The older glared but let the chance to insult slide by. He took cautious pulls from his cigarette, proud in his ability to do so without coughing. His younger brother couldn’t stomach it. “Look at all them stars,” he said.
The younger burped. “How many you think there are?”
The older shook his head in slow silence. The question was weighted with the effects of cheap alcohol; it felt as though he were being asked the meaning of life itself. “Hell if I know.”
“Teacher said there’s billions and billions,” said the younger. “Said there are more stars than there are grains of sand in the whole world.”
“That’s bullshit,” said the older.
“That’s what he said,” said the younger. He groped in the darkness for another can of beer that tasted like piss. He was discovering that drinking it was almost as fun as complaining about it.
“How can that even be? There’s a lot of stars, but there’s a helluva lot more sand on the beach.”
“That’s what teacher said,” repeated the younger.
“How could they even know? What’d they do, send someone out to count all the sand?”
The younger shrugged and opened another beer. He sat up and put the can to his lips. Miller Lite leaked onto his shirt.
“Stupid bullshit,” said the older.
The summer air was warm and still. Crickets chirped their songs in a conundrum of trying to stay in hiding while searching for a mate. The night sky fulfilled itself. Stars banded together to make diamond dust; those closest took on a commanding brightness. The universe spoke in its perpetual silence.
“I wonder why some of them flicker,” said the younger one.
“Dunno,” said the older. With his cigarette finished, he began on another beer. The can was carefully balanced on his chest. “Makes ‘em look warbly.”
“I think it makes ‘em look scared,” said the younger.
“Scared? What do stars have to be scared about?”
The younger brother sighed and felt a slight tremble of emotion pass through his body. The alcohol had stirred his young heart. “Teacher said that stars, all of ‘em, are far. Really far. So far that if you got in a car and drove as fast as you could, you’d never get to another one in your life. They’re all just up there and scattered apart and alone.”
“Ain’t nothin’ scary about being alone. They ain’t even alone. Hell, there’s billions, right?”
“Yeah,” said the younger without conviction. “Yeah. But it makes me wonder, ya know?”
“Wonder what?”
The younger stared at the sky and felt lost in all that is and was and will ever be. “I wonder sometimes if stars are like how Aunt Cindy says people in the city are.
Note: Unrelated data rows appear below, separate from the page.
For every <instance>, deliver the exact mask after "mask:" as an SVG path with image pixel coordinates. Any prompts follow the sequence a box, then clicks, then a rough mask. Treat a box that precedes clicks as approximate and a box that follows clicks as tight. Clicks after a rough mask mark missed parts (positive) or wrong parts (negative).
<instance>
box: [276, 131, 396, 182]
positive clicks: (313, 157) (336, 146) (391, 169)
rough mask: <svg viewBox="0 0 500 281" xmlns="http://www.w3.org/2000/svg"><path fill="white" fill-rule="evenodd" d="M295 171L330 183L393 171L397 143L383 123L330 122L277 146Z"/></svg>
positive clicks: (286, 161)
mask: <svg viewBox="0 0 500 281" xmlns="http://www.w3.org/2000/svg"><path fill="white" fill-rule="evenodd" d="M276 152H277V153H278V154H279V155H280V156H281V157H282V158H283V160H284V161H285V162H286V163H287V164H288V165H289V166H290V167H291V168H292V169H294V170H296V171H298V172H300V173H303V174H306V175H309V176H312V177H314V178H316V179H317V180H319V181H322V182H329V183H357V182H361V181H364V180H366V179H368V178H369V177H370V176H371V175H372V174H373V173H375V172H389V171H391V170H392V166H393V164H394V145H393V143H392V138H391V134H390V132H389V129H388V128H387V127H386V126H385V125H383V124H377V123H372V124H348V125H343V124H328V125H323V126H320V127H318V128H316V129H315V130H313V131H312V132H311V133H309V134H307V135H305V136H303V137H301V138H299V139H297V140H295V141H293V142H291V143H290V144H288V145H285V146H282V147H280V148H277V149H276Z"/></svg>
There’s millions and millions of them, but they never get to say hello to each other. They’re all there together but they’re all there alone too. Each one just looks at the other in silence and wonders what they’re like and where they’re from and where they’re going. And even though they look so close, they’re still forever apart.”
The older brother rolled his head and stared. The heat of the summer night hung over the truck like a blanket. In the distance rested the soft glow of town and home. He strained his eyes but could barely see the young man beside him in the moonless dark. He thought on his brother’s words, and only one conclusion came to mind.
“Brother,” he said with a snicker, “you’re drunk on Miller Lite.”
Together, the two brothers began laughing. The crickets chirped around them, and the stars above sent their flickering light.